Córdoba fue una fiesta por la selección
Así se vivió el triunfo argentino en Córdoba. La ciudad se paralizó durante el partido. Hubo cerca de 15 mil personas en el Olmos.
El zurdazo de Martín Demichelis a 13 minutos del final fue la mecha que encendió el fuego del desahogo. La despoblada y soleada siesta cordobesa era, hasta entonces, un entorno manso y tranquilo, en el cual cientos de miles de hinchas ansiaban pegar el grito más sagrado. Algo que 12 minutos después, con la estocada de Martín Palermo, se transformó en alarido. Argentina sellaba un 2-0 ante Grecia y ya nada acallaría el aire del ya por entonces invernal atardecer céntrico.Fue suficiente un abrir y cerrar de ojos para que las calles se cortaran para que las caravanas de peatones apuntaran al ya tradicional Patio Olmos. Sí, caminar por "la Colón", doblar por General Paz y subir rumbo a la paqueta Irigoyen era entreverarse con miles y miles de agitados hinchas. Jóvenes, en su mayoría; estudiantes, prácticamente en su totalidad. Todos posesionados por un estado de alegría pura, sincera y bien ganada, pues Argentina sigue alimentado su sueño.

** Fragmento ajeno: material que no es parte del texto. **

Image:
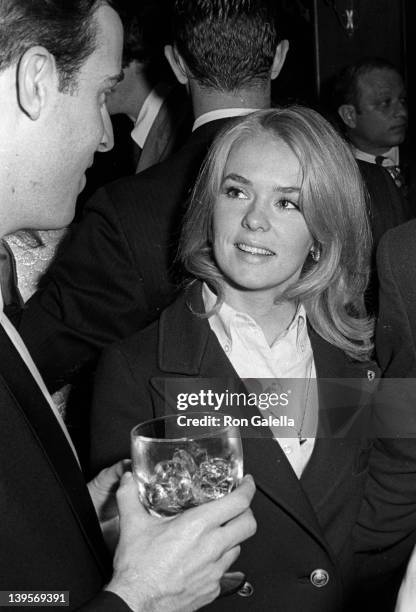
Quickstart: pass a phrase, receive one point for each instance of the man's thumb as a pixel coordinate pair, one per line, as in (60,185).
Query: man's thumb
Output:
(128,498)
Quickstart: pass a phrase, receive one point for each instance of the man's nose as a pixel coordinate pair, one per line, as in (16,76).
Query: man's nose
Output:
(401,108)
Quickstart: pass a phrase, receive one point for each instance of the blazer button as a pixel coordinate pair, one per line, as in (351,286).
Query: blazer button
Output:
(246,590)
(319,578)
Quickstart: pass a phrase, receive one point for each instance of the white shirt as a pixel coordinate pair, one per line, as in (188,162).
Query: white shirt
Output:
(221,113)
(289,357)
(148,112)
(24,354)
(391,156)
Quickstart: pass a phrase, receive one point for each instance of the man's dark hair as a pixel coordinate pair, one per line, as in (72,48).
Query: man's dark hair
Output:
(346,89)
(146,31)
(226,44)
(65,28)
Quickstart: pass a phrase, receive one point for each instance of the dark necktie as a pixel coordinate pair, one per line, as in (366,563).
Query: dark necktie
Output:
(394,171)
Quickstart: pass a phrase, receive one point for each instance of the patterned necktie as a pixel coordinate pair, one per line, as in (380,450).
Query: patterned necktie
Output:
(394,171)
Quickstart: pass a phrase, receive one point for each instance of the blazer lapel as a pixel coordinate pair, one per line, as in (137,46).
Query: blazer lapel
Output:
(345,390)
(51,439)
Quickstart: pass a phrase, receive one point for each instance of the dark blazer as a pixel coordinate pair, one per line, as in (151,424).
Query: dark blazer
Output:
(391,486)
(303,525)
(50,538)
(116,272)
(387,208)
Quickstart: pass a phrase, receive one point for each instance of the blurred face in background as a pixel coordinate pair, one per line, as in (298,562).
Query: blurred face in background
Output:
(380,120)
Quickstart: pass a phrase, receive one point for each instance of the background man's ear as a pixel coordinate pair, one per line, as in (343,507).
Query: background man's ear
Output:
(177,63)
(348,114)
(34,73)
(279,57)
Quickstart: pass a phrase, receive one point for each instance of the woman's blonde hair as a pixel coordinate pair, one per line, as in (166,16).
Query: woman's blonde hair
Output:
(332,201)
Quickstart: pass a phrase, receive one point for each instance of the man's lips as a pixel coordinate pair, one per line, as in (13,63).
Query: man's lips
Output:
(254,250)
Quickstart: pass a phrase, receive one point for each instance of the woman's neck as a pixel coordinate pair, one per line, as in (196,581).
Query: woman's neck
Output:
(273,316)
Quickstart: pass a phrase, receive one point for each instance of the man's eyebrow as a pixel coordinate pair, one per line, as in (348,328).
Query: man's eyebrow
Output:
(244,181)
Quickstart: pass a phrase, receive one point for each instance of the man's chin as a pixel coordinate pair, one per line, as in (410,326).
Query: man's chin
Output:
(82,183)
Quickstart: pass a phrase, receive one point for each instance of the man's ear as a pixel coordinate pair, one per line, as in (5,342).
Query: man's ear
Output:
(279,58)
(348,114)
(177,63)
(34,73)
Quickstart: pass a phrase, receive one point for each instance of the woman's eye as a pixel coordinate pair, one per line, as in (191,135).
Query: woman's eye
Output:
(286,204)
(234,192)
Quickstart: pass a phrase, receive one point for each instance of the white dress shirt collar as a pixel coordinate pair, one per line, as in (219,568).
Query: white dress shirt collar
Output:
(221,113)
(148,112)
(266,367)
(27,359)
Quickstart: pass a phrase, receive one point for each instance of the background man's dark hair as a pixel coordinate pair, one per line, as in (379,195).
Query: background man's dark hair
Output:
(66,29)
(226,44)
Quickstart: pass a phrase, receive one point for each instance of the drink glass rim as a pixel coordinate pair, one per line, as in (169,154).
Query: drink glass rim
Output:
(218,429)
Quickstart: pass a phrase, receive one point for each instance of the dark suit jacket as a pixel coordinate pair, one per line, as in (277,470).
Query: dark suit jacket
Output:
(170,130)
(50,538)
(391,512)
(302,524)
(387,208)
(116,272)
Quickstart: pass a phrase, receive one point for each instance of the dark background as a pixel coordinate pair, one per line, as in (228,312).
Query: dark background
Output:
(320,44)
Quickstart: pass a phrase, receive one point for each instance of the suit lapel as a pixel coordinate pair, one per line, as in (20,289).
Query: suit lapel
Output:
(50,437)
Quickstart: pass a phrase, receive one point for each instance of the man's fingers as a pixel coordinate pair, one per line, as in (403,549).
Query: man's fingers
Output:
(128,500)
(229,558)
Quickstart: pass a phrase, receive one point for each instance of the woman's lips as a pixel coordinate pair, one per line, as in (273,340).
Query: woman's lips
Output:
(254,250)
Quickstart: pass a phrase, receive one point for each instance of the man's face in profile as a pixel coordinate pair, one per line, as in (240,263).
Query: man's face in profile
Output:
(381,115)
(79,125)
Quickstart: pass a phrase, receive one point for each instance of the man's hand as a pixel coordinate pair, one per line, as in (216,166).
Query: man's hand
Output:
(103,490)
(175,565)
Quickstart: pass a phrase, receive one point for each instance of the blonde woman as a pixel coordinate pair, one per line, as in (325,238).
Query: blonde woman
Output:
(276,243)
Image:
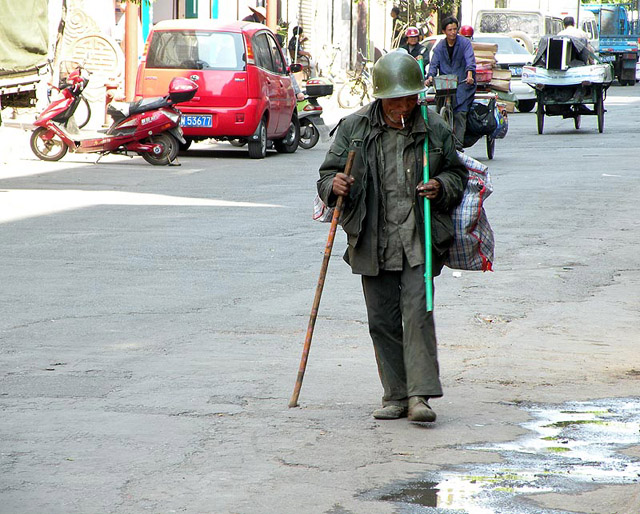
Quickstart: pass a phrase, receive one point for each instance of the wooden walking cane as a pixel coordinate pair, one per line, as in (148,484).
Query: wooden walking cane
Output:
(428,261)
(316,301)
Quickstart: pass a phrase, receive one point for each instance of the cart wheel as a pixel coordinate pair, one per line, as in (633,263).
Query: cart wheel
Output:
(540,114)
(491,146)
(576,121)
(600,112)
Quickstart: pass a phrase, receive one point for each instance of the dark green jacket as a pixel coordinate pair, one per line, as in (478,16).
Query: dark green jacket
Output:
(359,219)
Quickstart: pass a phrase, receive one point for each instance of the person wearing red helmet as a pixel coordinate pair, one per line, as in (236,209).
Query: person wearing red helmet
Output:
(454,55)
(415,49)
(466,31)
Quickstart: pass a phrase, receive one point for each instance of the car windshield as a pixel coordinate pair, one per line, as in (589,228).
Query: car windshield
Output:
(608,21)
(506,45)
(196,50)
(529,23)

Los petardos, los papelitos y las vuvuzelas, tal como las promocionaba un excitado vendedor, transformaron en ensordecedor ese nuevo “epicentro del festejo”, donde más de 15 mil gargantas saltaban al ritmo del ya clásico “Vamos, vamoos...”.
Y allí estaban todos. Con banderas al viento, pibes emponchados de celeste y blanco (perros también), chicas pintadas, copas rebalsadas (con ferné, claro!), el humo de los “choris” y euforia. Mucha euforia, propia de un anochecer de una tarde agitada.
Comunidad helénica. Los "griegos cordobeses" también siguieron de cerca el encuentro de su selección, con comidas típicas (ver foto). Su sede se ubica sobre calle Santa Rosa, a una cuadra y media de plaza Colón.